6 MMAC thesis projects in Statistical Theory and Applied Statistics
(26/Sept/2025)
6 MMAC thesis projects in Statistical Theory and Applied Statistics
(26/Sept/2025)
Statistical theory
1. Establishing Convergence Rates for Maximum Likelihood Estimators in Non-Parametric Observation-Driven Filters in High-Entropy Spaces
Description: This project investigates the asymptotic properties of maximum likelihood estimators (MLEs) in nonparametric score-driven and observation-driven frameworks. You will explore convergence rates in high-dimensional space with entropy diverging to infinity, settings where traditional parametric assumptions break down. The focus will be on linking modern sieve estimation theory with statistical efficiency in observation-driven models.
References:
Chen, X. (2007). "Large Sample Sieve Estimation of Semi-Nonparametric Models." *Handbook of Econometrics, Vol. 6B*, 5549–5632.
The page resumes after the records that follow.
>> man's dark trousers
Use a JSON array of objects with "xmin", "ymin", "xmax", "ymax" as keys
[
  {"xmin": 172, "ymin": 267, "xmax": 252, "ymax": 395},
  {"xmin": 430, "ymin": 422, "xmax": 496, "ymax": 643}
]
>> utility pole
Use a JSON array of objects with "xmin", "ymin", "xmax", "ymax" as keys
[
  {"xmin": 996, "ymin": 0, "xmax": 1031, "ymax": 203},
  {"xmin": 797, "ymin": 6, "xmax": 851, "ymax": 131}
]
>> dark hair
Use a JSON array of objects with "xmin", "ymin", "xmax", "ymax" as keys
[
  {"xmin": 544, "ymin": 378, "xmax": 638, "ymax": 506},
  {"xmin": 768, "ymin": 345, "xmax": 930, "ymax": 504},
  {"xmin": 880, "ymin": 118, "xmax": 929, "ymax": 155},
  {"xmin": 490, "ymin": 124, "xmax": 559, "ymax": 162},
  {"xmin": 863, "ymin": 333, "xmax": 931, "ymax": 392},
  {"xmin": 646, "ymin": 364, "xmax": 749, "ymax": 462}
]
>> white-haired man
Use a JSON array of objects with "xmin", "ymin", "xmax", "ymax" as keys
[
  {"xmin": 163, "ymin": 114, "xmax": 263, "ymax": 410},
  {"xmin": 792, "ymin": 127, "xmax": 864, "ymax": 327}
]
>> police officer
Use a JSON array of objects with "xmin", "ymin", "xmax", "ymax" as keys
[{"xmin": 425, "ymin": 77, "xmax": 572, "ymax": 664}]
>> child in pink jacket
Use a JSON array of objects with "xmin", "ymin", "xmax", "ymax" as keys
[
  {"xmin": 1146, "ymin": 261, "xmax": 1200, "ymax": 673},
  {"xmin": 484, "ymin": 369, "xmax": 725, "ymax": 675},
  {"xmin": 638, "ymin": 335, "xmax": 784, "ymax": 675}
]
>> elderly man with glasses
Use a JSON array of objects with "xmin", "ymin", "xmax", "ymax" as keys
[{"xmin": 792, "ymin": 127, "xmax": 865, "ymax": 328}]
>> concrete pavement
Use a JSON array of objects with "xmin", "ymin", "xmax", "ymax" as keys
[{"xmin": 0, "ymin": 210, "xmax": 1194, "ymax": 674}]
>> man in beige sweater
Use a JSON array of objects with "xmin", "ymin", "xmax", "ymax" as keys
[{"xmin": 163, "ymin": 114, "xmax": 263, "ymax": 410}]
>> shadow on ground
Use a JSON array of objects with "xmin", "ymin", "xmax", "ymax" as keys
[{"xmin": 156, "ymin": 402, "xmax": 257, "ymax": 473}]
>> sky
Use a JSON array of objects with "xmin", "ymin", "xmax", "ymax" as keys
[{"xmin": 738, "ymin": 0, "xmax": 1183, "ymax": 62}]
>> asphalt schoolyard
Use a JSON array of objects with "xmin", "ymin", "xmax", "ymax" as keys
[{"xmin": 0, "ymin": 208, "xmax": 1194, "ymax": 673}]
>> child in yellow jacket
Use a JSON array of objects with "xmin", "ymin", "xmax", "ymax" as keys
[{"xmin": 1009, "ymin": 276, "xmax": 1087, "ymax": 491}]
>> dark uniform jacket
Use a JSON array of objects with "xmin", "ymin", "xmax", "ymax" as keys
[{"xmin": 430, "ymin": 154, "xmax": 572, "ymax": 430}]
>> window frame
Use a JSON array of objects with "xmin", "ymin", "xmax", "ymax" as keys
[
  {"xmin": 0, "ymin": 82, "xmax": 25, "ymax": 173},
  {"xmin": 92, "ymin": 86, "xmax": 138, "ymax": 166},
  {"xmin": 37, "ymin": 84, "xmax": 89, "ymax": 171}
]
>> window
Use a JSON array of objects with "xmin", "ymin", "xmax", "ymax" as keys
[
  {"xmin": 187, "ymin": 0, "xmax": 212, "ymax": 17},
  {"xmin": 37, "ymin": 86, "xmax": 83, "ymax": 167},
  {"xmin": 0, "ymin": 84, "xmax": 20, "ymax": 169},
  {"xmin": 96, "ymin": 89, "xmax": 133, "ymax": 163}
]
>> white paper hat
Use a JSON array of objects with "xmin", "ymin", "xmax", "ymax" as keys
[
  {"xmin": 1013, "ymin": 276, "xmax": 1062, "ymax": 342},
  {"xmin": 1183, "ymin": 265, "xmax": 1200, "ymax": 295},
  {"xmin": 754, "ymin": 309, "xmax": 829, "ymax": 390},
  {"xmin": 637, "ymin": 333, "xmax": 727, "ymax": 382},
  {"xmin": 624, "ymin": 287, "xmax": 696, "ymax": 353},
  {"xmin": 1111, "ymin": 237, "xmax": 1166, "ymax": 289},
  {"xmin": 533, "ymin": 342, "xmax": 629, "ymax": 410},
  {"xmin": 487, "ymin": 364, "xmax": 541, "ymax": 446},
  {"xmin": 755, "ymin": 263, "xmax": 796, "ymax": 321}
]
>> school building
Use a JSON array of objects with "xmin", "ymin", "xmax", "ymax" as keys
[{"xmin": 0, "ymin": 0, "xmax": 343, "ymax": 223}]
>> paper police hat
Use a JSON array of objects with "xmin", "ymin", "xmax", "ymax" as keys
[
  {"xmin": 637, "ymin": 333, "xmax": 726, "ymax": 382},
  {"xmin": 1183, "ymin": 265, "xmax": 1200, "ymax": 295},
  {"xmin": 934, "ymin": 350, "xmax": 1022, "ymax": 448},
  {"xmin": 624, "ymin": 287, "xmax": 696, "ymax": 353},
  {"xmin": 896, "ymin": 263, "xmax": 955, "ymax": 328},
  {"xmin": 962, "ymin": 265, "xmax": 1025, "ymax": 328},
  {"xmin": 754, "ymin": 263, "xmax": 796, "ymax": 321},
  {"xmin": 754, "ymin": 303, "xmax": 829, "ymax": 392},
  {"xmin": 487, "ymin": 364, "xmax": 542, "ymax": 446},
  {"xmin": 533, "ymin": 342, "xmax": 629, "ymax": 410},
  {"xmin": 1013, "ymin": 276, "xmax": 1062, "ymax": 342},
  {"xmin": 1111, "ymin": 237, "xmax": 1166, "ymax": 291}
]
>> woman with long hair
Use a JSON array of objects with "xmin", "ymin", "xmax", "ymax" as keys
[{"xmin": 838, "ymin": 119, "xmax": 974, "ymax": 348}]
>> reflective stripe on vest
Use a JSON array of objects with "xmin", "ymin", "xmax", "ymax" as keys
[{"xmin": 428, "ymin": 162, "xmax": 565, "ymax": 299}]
van der Vaart, A. W. (1998). *Asymptotic Statistics*. Cambridge University Press.
Creal, D., Koopman, S. J., & Lucas, A. (2013). "Generalized Autoregressive Score Models with Applications." *Journal of Applied Econometrics*, 28(5), 777–795.
Harvey, A. C. (2013). *Dynamic Models for Volatility and Heavy Tails: With Applications to Financial and Economic Time Series*. Cambridge University Press.
Supervisor: Francisco Blasques
Co-supervisor: Cláudia Nunes
2. Consistency and Asymptotic Normality for Autoencoder Neural Networks Featuring Time-Varying Decoders
Description: This thesis explores the theoretical properties of autoencoders when the decoder parameters evolve dynamically over time. The aim is to establish conditions for consistency and asymptotic distributions of estimators in this dynamic statistical-learning framework. By bridging autoencoder architectures with observation-driven time-series models, this project opens a path for rigorous inference in data-rich, dynamic environments.
References:
Hinton, G. E., & Salakhutdinov, R. R. (2006). "Reducing the Dimensionality of Data with Neural Networks." *Science*, 313(5786), 504–507.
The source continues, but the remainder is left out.